The best way to learn these techniques is by teaching, reflecting on what works and what doesn’t, and observing other teachers and trying out what you see work for them. I’m a little dubious of any attempt to work these things out in an abstract setting. And even though these techniques can be effective, you have to teach in a manner that is honest for you. The idea that we can train teachers (or students) to learn a bunch of techniques that they can apply quasi-mechanically is a dangerous one, and it has a way of cropping up in the background of our national discussions of education.

The point is that if you are a teacher, you have to own your education as a teacher. It’s great to see these techniques. Some will work for you and some won’t. It’s up for you to decide what you want your classroom to look like. Knowing the possibilities is great, but you don’t have to be exactly like anyone else.

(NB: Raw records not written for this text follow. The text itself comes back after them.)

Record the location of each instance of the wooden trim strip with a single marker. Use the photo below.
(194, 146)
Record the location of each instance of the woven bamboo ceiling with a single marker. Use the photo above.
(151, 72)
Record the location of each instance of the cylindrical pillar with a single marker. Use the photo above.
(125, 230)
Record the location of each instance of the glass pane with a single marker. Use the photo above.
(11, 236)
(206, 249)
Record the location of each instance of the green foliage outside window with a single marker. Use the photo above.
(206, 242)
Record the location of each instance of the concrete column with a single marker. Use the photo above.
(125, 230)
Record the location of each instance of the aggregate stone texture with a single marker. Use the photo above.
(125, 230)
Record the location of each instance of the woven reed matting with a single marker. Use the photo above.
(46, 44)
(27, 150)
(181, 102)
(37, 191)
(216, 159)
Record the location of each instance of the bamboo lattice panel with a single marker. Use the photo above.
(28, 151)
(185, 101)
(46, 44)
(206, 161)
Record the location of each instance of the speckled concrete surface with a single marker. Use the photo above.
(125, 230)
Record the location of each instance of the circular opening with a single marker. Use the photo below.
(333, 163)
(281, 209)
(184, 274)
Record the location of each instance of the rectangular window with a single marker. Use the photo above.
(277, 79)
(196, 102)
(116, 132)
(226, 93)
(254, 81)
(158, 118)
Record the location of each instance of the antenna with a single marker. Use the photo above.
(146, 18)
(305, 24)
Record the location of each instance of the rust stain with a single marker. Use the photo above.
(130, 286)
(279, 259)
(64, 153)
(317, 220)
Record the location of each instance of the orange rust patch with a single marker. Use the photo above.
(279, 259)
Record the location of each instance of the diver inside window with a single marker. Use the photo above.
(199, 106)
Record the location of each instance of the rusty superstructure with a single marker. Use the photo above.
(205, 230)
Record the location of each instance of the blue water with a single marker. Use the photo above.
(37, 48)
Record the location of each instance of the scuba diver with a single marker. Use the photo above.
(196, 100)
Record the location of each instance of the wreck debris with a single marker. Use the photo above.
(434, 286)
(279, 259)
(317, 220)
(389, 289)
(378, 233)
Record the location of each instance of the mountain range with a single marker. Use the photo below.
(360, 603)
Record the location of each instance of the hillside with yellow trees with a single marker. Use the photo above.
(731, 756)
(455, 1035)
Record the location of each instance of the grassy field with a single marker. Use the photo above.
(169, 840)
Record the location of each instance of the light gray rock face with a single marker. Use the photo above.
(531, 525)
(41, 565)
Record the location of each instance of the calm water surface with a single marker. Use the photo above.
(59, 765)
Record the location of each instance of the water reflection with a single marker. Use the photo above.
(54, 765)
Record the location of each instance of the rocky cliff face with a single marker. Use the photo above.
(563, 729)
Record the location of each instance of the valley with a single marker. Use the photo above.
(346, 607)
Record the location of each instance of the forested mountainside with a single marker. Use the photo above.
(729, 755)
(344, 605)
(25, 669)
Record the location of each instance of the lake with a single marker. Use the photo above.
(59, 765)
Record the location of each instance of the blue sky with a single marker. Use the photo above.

On page 6 of the article, we see another important point:

ANOTHER QUESTION IS THIS: Is good classroom management enough to ensure good instruction? Heather Hill, an associate professor at Harvard University, showed me a video of a teacher called by the pseudonym Wilma. Wilma has charisma; every eye in the classroom is on her as she moves back and forth across the blackboard. But Hill saw something else. “If you look at it from a pedagogical lens, Wilma is actually a good teacher,” Hill told me. “But when you look at the math, things begin to fall apart.”

And here’s the rub: if you don’t know the math (or whatever subject you’re teaching), or don’t know how to start thinking your way into it, classroom techniques aren’t going to help you so much. It’s like the technical pieces of teaching are the cup, and the content is what goes inside. If the cup is cracked, not much is going to stay inside it, but you’ve got to have something to put in there too.

The other thing that gets me about the videos I linked to earlier is that they all highlight classes where run in a very similar way: teacher at the front, kids responding to them in something like a one-on-one way. In my experience, getting kids to work in groups is often the most effective tool a teacher has. I’d like to see more examples of this when it comes to effective techniques. My best classes I’ve ever had are the ones where I’ve been redundant in the classroom: the kids are working together, they’ve got some problem that completely absorbs their attention, and I, the teacher, am just hanging around, seeing what they’re up to.

Then I start thinking about the problem too, and there’s no teacher in the class at all; we’re all just people, seriously playing.